Ein Hornhautdefekt infiziert sich mit Bakterien, die Enzyme produzieren (Proteasen, Kollagenasen), die die Hornhautstruktur angreifen und auflösen (Keratomalazie). Die Hornhaut fließt geradezu auseinander. Zu diesen Bakterien zählen v.a. Pseudomonaden und beta-hämolysierende Streptokokken. Schon eine oberflächliche Verletzung der Hornhaut reicht aus. Die Erreger können ins Stroma eindringen und der Lyseprozess kann in wenigen Stunden einen sehr tiefen Defekt verursachen. Innerhalb eines Tages kann sogar eine Hornhautperforation entstehen, d.h. Kammerwasser läuft aus.

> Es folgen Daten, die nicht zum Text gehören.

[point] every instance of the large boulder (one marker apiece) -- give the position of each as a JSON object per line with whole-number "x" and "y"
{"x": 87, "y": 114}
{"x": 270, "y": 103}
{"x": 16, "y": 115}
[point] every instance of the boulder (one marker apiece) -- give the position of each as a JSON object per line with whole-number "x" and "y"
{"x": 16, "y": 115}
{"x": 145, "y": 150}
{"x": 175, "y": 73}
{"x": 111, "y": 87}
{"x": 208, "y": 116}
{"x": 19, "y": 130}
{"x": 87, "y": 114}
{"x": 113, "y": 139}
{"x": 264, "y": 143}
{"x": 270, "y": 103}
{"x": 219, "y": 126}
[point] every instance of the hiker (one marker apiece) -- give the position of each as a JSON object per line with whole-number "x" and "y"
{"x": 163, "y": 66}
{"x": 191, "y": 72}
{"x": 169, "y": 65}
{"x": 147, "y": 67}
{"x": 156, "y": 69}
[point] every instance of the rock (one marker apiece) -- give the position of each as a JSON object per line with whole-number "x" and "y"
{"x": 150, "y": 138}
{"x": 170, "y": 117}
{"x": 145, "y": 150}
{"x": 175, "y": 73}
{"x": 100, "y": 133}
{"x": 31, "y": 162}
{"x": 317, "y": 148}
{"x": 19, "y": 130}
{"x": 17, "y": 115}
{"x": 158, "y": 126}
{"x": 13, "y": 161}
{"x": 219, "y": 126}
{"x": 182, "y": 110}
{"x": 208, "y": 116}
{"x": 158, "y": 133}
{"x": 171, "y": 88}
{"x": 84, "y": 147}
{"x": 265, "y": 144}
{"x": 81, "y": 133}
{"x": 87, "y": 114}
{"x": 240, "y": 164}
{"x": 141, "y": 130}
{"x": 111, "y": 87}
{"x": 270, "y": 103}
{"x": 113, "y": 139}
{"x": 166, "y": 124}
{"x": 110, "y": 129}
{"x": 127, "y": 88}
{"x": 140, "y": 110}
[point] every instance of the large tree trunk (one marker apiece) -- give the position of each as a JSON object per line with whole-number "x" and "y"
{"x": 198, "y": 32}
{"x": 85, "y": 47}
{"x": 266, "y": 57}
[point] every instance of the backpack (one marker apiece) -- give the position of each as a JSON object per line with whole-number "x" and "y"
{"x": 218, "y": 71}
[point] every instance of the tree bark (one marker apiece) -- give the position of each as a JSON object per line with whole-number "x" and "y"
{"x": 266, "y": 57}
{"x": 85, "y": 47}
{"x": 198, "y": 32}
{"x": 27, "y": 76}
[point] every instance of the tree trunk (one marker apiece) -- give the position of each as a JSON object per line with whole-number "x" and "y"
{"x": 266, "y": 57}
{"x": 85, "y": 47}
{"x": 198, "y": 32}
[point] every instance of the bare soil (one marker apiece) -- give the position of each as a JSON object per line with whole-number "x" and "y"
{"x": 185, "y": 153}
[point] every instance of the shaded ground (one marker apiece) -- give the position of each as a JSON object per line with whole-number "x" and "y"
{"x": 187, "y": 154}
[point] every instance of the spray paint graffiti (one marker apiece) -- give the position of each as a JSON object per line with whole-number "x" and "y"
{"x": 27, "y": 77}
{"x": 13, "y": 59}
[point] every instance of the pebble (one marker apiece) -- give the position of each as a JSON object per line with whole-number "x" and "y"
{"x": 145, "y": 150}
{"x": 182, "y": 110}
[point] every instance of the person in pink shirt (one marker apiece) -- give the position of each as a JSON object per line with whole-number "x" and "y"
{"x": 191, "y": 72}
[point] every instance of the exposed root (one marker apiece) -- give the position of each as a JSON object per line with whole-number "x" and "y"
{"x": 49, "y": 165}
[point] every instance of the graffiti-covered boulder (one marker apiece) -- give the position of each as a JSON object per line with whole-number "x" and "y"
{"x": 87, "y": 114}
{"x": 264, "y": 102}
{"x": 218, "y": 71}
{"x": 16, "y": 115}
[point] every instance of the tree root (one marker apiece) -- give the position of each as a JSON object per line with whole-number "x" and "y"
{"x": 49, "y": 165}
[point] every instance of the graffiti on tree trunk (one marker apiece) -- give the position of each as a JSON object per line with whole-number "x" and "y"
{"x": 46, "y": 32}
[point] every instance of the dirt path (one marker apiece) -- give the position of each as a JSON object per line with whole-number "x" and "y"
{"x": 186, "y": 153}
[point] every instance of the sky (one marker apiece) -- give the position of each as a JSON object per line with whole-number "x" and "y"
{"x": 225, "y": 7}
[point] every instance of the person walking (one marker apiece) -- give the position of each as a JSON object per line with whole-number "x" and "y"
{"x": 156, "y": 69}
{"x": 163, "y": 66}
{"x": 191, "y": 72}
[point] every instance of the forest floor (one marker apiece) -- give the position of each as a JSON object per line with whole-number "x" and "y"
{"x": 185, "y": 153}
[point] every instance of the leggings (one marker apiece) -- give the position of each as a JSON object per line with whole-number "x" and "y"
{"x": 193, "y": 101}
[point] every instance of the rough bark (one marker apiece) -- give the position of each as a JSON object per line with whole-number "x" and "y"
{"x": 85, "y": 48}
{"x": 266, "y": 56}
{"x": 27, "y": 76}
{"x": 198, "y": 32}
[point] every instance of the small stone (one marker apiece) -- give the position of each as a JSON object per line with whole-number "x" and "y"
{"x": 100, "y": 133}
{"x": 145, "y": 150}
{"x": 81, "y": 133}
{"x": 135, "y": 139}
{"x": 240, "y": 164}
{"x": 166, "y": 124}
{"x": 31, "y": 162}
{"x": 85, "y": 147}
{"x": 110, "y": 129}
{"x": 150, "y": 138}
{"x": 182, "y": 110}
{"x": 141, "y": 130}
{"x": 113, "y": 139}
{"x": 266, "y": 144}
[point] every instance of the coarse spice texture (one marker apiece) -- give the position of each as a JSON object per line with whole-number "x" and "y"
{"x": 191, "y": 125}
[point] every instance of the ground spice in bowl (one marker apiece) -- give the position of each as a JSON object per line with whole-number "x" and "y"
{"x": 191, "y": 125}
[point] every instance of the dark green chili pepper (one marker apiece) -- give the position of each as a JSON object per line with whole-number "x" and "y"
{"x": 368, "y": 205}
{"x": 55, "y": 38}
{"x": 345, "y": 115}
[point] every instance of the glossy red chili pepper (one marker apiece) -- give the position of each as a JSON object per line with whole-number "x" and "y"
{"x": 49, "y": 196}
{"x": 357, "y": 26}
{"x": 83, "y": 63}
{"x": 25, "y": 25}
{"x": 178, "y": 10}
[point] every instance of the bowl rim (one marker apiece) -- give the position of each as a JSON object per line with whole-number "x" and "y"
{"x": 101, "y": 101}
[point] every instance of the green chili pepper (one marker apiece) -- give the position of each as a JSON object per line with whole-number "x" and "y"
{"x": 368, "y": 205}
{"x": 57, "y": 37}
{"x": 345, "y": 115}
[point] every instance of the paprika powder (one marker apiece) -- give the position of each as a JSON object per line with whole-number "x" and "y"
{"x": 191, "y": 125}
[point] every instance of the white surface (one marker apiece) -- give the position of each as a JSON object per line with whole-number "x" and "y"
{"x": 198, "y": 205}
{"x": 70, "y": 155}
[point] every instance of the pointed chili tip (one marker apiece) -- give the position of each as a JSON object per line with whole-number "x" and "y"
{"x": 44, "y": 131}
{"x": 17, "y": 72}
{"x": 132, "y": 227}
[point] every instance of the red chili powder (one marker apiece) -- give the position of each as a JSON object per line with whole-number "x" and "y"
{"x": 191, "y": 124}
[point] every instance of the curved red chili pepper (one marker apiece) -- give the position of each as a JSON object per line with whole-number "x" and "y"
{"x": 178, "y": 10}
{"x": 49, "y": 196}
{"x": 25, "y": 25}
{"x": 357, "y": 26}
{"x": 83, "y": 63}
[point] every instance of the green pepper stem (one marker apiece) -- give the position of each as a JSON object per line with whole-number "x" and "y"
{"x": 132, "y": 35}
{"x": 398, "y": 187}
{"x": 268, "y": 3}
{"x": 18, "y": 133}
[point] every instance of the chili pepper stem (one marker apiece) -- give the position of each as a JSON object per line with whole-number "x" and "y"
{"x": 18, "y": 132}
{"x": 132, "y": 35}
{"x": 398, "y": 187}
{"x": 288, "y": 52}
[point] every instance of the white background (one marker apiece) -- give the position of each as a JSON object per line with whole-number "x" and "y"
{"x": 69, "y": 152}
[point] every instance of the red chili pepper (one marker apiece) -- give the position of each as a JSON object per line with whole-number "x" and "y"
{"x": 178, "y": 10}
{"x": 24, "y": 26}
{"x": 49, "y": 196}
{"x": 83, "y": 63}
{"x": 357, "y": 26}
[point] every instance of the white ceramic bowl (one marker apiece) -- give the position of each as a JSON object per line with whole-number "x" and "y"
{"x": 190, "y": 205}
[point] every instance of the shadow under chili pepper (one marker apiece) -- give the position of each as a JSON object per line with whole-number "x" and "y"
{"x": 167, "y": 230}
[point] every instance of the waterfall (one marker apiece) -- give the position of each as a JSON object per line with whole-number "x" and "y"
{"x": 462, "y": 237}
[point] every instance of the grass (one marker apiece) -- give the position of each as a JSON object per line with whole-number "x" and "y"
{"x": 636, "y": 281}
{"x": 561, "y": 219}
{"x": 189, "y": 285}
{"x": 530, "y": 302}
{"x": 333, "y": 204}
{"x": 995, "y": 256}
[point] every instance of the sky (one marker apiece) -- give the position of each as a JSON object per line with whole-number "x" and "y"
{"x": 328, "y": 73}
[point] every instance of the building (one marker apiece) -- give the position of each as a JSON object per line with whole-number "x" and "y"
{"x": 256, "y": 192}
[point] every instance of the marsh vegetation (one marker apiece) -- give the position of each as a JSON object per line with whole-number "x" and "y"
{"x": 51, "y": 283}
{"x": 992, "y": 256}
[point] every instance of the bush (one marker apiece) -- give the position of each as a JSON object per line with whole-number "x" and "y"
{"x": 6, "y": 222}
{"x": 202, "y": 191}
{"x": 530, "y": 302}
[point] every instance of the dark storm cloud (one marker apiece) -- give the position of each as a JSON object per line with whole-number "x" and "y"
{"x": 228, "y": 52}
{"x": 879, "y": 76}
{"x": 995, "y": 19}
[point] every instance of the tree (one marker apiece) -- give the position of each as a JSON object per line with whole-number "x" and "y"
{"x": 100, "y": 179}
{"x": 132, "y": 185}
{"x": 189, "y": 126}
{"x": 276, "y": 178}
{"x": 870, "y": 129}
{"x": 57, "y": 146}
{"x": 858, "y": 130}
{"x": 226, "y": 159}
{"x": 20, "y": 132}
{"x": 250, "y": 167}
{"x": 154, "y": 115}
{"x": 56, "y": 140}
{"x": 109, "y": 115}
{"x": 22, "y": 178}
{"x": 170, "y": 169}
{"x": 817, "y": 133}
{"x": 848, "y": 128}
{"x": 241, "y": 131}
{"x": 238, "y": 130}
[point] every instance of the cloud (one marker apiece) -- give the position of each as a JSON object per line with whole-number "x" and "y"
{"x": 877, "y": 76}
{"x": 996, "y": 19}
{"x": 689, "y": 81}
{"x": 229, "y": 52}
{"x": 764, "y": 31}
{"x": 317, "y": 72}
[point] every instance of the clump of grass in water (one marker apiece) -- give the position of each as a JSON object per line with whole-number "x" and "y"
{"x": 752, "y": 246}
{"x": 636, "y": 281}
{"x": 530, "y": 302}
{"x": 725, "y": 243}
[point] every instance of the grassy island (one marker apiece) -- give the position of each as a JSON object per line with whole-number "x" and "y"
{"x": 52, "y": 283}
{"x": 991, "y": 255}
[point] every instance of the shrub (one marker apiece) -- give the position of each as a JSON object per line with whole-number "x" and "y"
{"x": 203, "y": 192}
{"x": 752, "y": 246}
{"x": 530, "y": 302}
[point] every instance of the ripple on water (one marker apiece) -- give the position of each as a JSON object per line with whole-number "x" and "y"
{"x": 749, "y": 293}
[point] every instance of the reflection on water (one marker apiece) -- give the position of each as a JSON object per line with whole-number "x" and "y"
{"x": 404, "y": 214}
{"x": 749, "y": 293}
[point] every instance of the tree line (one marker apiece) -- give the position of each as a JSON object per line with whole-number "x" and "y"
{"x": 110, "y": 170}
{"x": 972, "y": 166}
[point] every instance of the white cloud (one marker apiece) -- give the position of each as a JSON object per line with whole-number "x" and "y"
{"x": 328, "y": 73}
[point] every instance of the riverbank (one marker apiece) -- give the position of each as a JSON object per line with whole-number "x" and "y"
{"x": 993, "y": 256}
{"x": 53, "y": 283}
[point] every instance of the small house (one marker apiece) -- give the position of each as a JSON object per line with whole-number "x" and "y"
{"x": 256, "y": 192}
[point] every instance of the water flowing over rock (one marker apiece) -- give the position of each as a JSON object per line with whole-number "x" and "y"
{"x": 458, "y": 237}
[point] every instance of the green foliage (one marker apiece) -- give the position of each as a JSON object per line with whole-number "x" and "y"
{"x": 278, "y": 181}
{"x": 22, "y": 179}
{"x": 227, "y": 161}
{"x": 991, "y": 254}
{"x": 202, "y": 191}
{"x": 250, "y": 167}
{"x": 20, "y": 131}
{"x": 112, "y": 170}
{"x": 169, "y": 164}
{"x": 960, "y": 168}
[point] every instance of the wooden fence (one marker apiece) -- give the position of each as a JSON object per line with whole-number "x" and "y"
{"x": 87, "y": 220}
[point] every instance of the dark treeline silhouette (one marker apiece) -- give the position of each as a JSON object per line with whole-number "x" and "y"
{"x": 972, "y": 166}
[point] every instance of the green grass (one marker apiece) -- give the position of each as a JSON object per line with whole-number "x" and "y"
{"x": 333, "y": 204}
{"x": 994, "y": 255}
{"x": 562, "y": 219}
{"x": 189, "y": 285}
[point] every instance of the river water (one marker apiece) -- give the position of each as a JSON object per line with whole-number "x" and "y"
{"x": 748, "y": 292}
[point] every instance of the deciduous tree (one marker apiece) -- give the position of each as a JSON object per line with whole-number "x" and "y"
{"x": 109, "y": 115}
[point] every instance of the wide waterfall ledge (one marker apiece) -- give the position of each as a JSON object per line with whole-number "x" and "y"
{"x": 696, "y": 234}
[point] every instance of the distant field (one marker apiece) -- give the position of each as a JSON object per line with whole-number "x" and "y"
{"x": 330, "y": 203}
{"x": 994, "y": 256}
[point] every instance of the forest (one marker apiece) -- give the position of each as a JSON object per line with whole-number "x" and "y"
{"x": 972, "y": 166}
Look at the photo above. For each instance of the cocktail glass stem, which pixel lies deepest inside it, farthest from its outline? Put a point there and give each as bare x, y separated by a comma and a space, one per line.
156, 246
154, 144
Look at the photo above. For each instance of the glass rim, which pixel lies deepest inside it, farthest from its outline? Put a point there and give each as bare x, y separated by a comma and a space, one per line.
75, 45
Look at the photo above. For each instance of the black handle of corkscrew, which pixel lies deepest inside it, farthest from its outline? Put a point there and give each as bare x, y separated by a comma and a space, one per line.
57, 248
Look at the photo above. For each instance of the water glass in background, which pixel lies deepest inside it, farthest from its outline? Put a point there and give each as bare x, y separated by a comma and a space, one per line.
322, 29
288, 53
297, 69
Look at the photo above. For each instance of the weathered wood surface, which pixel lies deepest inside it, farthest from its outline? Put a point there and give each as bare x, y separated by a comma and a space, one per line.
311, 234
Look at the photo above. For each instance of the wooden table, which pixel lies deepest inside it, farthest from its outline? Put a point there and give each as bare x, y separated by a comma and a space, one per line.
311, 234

Da die Erkrankung von potenziell multiresistenten Keimen verursacht wird, sollten Sie als Patientenbesitzer eine gewisse Umsicht im Umgang mit dem erkrankten Auge walten lassen. Kontakt zwischen Augensekret und offenen Wunden sollte vermieden werden.
Die Hornhaut trübt sich rasant ein und eitriger Augenausfluss tritt auf. Bei genauem Hinsehen erscheint die Hornhaut weich und bekommt ein puddingartiges Aussehen. Die betroffenen Tiere kneifen das Auge zu und sind häufig schmerzbedingt ruhiger als sonst. Hier ist Eile geboten.
Die Diagnose wird bei der Augenuntersuchung durch das typische Erscheinungsbild gestellt. Eine Anzucht der Bakterien im Labor hilft die verantwortlichen Keime zu identifizieren. Für die Wahl des richtigen Antibiotikums käme das Ergebnis aber zu spät. Die bakteriologische Untersuchung und das Antibiogramm müssen idR aus arzneimittelrechtlichen Gründen durchgeführt werden, da nur dann die notwendigen Antibiotika aus dem humanmedizinischen Bereich bei Tieren angewandt werden dürfen.
Für eine erfolgreiche Therapie ist der Zeitfaktor entscheidend. Die Behandlung zielt darauf ab, die zugrundeliegende Infektion zu bekämpfen, den Einschmelzungsprozess zu stoppen und die Hornhaut temporär zu stabilisieren. Je nach Schwere der Erkrankung kommen hier unterschiedliche Verfahren zum Einsatz. Eine gezielte, intensive antibiotische Therapie wird umgehend begonnen. Zusätzlich werden Augentropfen eingesetzt, die das Auflösen der Hornhaut eindämmen können. Stammzellhaltige Augentropfen aus Amnion können in schweren Fällen verwendet werden. Kontaktlinsen aus Kollagen, das Protein aus dem die Hornhaut aufgebaut ist, bringen vorübergehend Stabilität und helfen beim Wiederaufbau. Sie kommen vor allem bei tieferen Defekten zum Einsatz. Diese Linsen lösen sich dann innerhalb von 72 Stunden auf.
Sehr tiefe oder gar perforierte Defekte müssen operiert und mit einem Transplantat versorgt werden.
Das einschmelzende Hornhautulcus ist eine schwerwiegende Erkrankung. Die Prognose ist abhängig von der Größe, der Tiefe und dem Ansprechen der Bakterien auf die medikamentelle Therapie. Im schlimmsten Fall kann es zum Augenverlust kommen. Eine bleibende Beeinträchtigung des Sehvermögens kann durch Narbenbildung auftreten.
BEI VERDACHT DARF NICHT GEWARTET WERDEN - JEDE STUNDE ZÄHLT. JE EHER THERAPIERT WIRD, DESTO BESSER IST DIE PROGNOSE.